La città, infatti, dovrebbe offrire molte opportunità di crescita personale, investendo sui rapporti umani interpersonali ed essenziali come famiglia, scuola, centri di aggregazione, luoghi di riflessione e di condivisione, a volte però diventa un “inferno” per i più fragili. La vita frenetica e caotica, oltre ad essere causa di stress, non favorisce lo sviluppo della persona, rende anzi le persone anonime, depredandole della loro dignità. A questo proposito è significativa la testimonianza di don Stefano Cascio, parroco di Torre Spaccata, quartiere di Roma Est, apparsa sull’Osservatore Romano di sabato 11/2/23: “A Torre Spaccata abbiamo soltanto una piccola biblioteca comunale, non c’è teatro, a parte quello parrocchiale, né un cinema, ci sono tre ristoranti e pochi negozi. Durante il giorno la gente va a lavorare, si potrebbe definire un quartiere dormitorio dove regna un grande silenzio, tranne quando sparano i fuochi d’artificio che annunciano l’arrivo della droga. Quelli fanno rumore. [...] Di recente sono arrivate coppie giovani, ma ci sono parecchi anziani, vivono da soli, spesso vedovi, non si muovono dai loro appartamenti. ... Qui, durante l’Avvento, è morta una signora anziana di fame e di sete, perché il figlio, tossicodipendente, non se n’è più curato...Lì ho capito che le persone fragili si salvano solo finché sono autonome”.

È vero che siamo in periferia, è vero anche che non tutte le periferie hanno gli stessi problemi. Al giorno d’oggi queste aree spesso vengono definite periferie sociali, cioè luoghi che racchiudono situazioni di forte disuguaglianza e degrado.

Del resto non è molto diversa la situazione del centro città, che coincide quasi sempre con il centro storico, per ragioni indotte da dinamiche inerenti alla demografia, ai rapporti sociali ed economici.

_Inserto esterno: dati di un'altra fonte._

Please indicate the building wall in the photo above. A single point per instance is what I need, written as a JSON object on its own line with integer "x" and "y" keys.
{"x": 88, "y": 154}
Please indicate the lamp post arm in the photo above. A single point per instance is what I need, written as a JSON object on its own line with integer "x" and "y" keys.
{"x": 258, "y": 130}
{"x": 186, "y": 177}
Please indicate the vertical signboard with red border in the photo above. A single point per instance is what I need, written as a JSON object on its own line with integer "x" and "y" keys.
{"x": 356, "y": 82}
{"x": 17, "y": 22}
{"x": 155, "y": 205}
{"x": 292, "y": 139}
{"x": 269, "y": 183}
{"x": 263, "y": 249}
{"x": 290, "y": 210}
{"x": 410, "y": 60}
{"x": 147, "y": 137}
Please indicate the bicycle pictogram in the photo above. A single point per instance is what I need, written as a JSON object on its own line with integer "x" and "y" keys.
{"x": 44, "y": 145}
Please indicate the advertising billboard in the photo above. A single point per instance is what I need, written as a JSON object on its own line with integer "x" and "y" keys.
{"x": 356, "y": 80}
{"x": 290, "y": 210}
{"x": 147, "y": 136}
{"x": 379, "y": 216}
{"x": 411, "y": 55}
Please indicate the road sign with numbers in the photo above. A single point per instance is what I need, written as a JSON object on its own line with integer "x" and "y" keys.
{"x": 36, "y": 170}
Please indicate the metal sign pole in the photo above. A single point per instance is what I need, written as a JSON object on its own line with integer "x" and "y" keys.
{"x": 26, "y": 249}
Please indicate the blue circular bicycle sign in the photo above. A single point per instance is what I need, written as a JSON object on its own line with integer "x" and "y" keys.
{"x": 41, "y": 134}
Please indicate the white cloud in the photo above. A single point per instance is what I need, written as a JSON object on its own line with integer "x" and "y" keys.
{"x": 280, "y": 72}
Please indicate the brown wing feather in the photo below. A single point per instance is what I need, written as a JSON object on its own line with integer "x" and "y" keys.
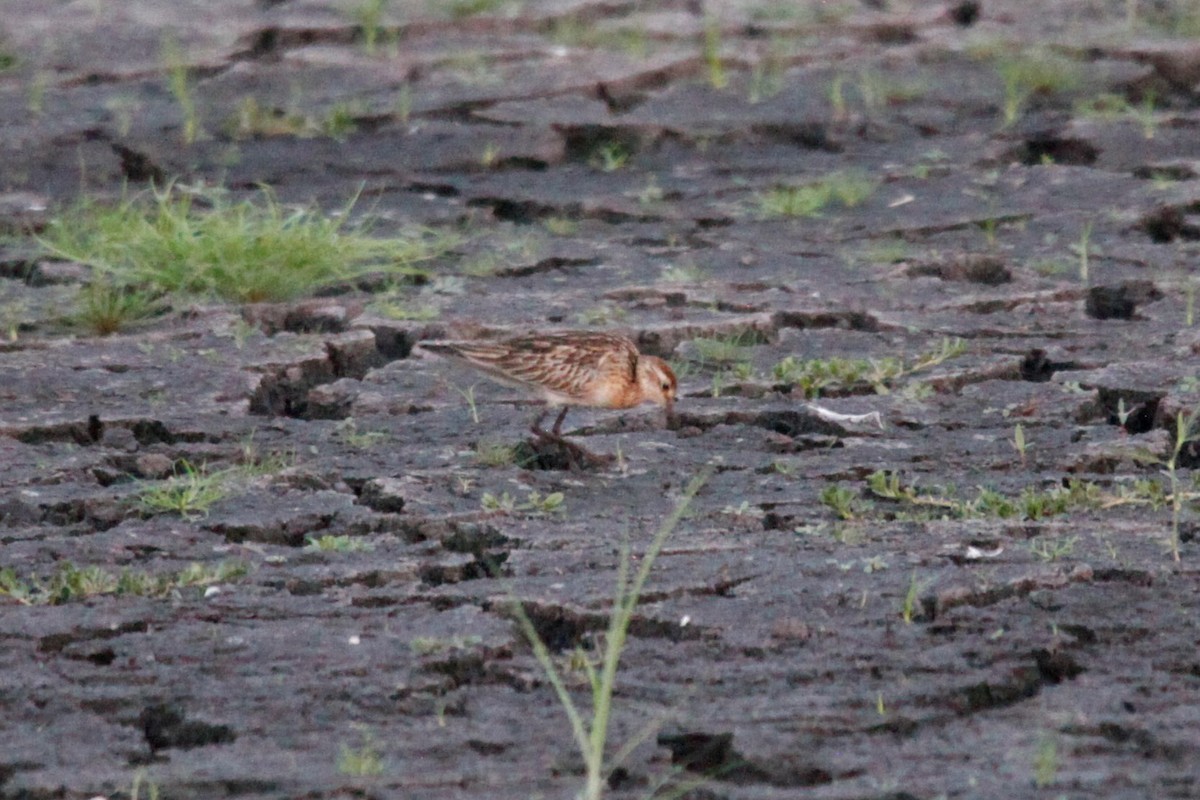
{"x": 583, "y": 367}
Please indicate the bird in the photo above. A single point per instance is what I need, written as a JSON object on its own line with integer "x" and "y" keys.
{"x": 565, "y": 368}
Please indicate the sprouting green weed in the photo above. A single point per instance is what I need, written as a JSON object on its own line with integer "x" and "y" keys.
{"x": 336, "y": 543}
{"x": 589, "y": 727}
{"x": 393, "y": 307}
{"x": 468, "y": 396}
{"x": 493, "y": 452}
{"x": 136, "y": 787}
{"x": 610, "y": 156}
{"x": 1083, "y": 250}
{"x": 820, "y": 377}
{"x": 724, "y": 350}
{"x": 1035, "y": 72}
{"x": 369, "y": 14}
{"x": 841, "y": 188}
{"x": 360, "y": 762}
{"x": 943, "y": 503}
{"x": 106, "y": 307}
{"x": 347, "y": 431}
{"x": 71, "y": 583}
{"x": 1045, "y": 762}
{"x": 189, "y": 493}
{"x": 534, "y": 503}
{"x": 912, "y": 597}
{"x": 180, "y": 89}
{"x": 198, "y": 244}
{"x": 1053, "y": 548}
{"x": 465, "y": 8}
{"x": 844, "y": 501}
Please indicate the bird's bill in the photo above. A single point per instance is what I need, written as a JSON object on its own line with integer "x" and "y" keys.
{"x": 672, "y": 420}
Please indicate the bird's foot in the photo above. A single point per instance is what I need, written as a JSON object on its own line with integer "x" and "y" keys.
{"x": 564, "y": 452}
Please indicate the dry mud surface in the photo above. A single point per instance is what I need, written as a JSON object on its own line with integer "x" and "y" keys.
{"x": 805, "y": 633}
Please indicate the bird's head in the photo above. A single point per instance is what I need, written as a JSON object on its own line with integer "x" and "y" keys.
{"x": 657, "y": 380}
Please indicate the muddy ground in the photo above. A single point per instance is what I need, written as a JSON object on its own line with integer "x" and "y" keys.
{"x": 997, "y": 613}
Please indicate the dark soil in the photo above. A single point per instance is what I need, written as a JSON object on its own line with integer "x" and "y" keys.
{"x": 803, "y": 635}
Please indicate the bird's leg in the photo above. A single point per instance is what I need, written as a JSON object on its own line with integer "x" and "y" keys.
{"x": 577, "y": 456}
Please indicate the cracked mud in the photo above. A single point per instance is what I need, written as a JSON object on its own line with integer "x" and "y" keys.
{"x": 976, "y": 597}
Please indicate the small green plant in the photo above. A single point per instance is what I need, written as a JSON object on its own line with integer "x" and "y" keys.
{"x": 393, "y": 307}
{"x": 245, "y": 252}
{"x": 724, "y": 350}
{"x": 360, "y": 762}
{"x": 610, "y": 156}
{"x": 589, "y": 726}
{"x": 911, "y": 597}
{"x": 336, "y": 543}
{"x": 820, "y": 377}
{"x": 369, "y": 14}
{"x": 1185, "y": 433}
{"x": 180, "y": 89}
{"x": 493, "y": 452}
{"x": 1053, "y": 548}
{"x": 717, "y": 76}
{"x": 1029, "y": 504}
{"x": 1083, "y": 248}
{"x": 72, "y": 583}
{"x": 844, "y": 188}
{"x": 463, "y": 8}
{"x": 468, "y": 396}
{"x": 347, "y": 431}
{"x": 601, "y": 314}
{"x": 1033, "y": 72}
{"x": 534, "y": 503}
{"x": 844, "y": 501}
{"x": 1045, "y": 762}
{"x": 106, "y": 307}
{"x": 190, "y": 493}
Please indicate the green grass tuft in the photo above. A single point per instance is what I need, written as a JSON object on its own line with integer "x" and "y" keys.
{"x": 201, "y": 244}
{"x": 841, "y": 188}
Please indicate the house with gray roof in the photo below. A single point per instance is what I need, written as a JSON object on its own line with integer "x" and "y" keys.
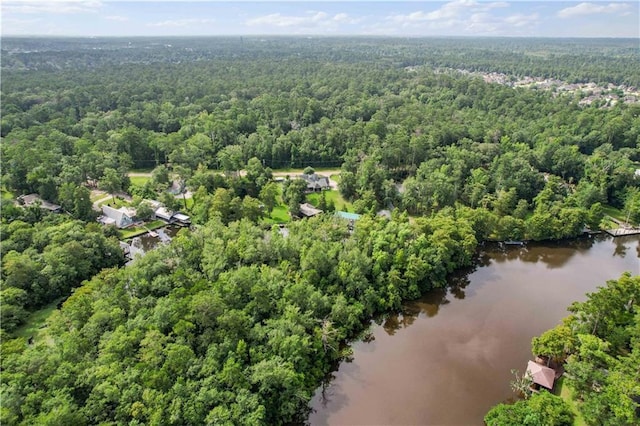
{"x": 315, "y": 182}
{"x": 119, "y": 217}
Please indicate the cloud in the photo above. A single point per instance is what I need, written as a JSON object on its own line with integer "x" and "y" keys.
{"x": 592, "y": 8}
{"x": 451, "y": 12}
{"x": 461, "y": 17}
{"x": 117, "y": 18}
{"x": 51, "y": 6}
{"x": 311, "y": 20}
{"x": 185, "y": 22}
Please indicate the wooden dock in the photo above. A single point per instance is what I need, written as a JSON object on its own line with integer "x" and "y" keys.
{"x": 621, "y": 232}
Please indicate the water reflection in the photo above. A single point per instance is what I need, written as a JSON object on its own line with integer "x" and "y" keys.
{"x": 455, "y": 346}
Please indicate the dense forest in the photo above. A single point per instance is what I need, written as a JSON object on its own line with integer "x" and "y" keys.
{"x": 237, "y": 322}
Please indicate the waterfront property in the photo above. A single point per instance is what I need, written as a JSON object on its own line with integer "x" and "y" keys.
{"x": 308, "y": 210}
{"x": 315, "y": 182}
{"x": 541, "y": 375}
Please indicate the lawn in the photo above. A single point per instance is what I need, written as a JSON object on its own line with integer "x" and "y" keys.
{"x": 134, "y": 231}
{"x": 36, "y": 323}
{"x": 119, "y": 202}
{"x": 566, "y": 393}
{"x": 280, "y": 214}
{"x": 6, "y": 195}
{"x": 340, "y": 203}
{"x": 139, "y": 180}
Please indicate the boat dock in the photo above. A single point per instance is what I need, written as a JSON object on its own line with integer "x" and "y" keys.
{"x": 621, "y": 232}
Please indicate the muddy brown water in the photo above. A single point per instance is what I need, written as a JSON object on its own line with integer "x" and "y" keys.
{"x": 447, "y": 359}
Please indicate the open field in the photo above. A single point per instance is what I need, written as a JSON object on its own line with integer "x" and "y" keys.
{"x": 36, "y": 323}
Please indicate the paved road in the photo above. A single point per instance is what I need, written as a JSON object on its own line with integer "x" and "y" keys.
{"x": 328, "y": 173}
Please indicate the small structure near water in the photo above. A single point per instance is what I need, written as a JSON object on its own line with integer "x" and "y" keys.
{"x": 541, "y": 375}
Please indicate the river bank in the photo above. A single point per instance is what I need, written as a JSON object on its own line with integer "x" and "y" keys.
{"x": 455, "y": 347}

Molte città e metropoli sono diventate invivibili dal punto di vista della salute a causa della congestione del traffico e dello smog, dell’inquinamento visivo e acustico, dell’aumento della violenza, del narcotraffico e del crescente consumo di droghe fra i giovani, di varie forme di corruzione e di criminalità.

Può sembrare, invece, una banalità, eppure respirare aria pulita è uno dei principali vantaggi del vivere nel paese di origine. Per molti può fare la differenza in termini di salute fisica e mentale. Altri benefici da non sottovalutare sono: la tranquillità, la bellezza del paesaggio, la presenza di alimenti freschi e genuini, costo inferiore della vita, maggiore solidarietà, contatto quotidiano con la natura, tanto invidiato da coloro rimasti bloccati negli appartamenti cittadini durante il lockdown. Al contrario un paese piccolo offre meno servizi e divertimenti. A questo punto, valutando i pro e i contro della città e del paese, viene spontanea la seconda domanda: dove è conveniente vivere?